There is a beautiful, rhythmic dance to the way love moves between us. Mitch Albom’s words remind us that love isn't just a feeling we hold onto tightly like a precious treasure; it is a flow. It is a cycle of sending warmth out into the world and, perhaps more importantly, creating the space to let that warmth settle back into our own hearts. When we focus solely on giving, we can become depleted, but when we learn to let love in through the sanctuary of family, we find a sustainable source of strength that keeps us whole.

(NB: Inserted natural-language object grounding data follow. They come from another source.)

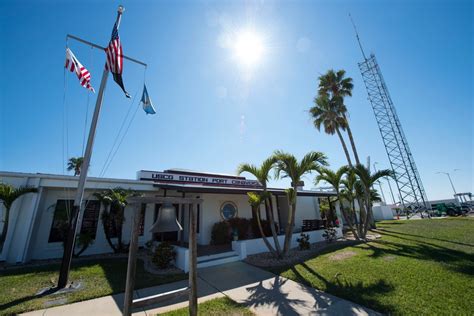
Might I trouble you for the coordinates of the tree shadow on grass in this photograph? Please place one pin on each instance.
(261, 295)
(356, 292)
(384, 231)
(455, 260)
(109, 270)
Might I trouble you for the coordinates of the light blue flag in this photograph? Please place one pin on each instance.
(146, 102)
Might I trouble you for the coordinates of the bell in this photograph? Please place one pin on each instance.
(167, 220)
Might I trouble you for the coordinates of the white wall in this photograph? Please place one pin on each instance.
(31, 216)
(382, 212)
(210, 212)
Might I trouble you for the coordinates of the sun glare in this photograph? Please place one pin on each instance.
(248, 48)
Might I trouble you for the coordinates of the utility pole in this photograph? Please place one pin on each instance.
(71, 234)
(380, 185)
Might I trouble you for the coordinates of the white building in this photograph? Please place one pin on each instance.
(35, 217)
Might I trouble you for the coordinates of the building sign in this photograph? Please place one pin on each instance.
(196, 178)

In our busy, modern lives, it is so easy to treat our relationships like tasks on a to-do list. We might send a quick text to a sibling or a polite nod to a parent, but we often forget to actually open the door to the emotional intimacy that family offers. We spend so much energy trying to be the strong ones, the providers, or the caregivers, that we accidentally build walls. We become experts at giving, but we become strangers to receiving. True connection happens when we realize that being loved is just as vital as loving others.
I remember a time when I felt quite overwhelmed by everything happening in my little corner of the world. I was so focused on making sure everyone else was okay, checking in on my friends and tending to every small crisis, that I felt incredibly lonely. I was giving and giving until my feathers felt ruffled and heavy. It wasn't until a dear family member sat me down, ignored my frantic energy, and simply offered a quiet, steady presence that I realized I had closed myself off. By letting them care for me, I wasn't being a burden; I was allowing the circle of love to close.
Family, in whatever form it takes for you, serves as the ultimate vessel for this exchange. They are the people who see us in our unpolished, messy states and choose to stay. When we allow ourselves to be vulnerable with them, we aren't just receiving a hug or a kind word; we are recharging our very souls. It is through these intimate bonds that we learn the true art of being human.
Today, I want to encourage you to look at your inner circle. Is there someone in your family or your chosen family whom you have been keeping at arm's length? Try reaching out, not just to check on them, but to share a piece of your heart. Practice the brave art of letting someone care for you just as much as you care for them.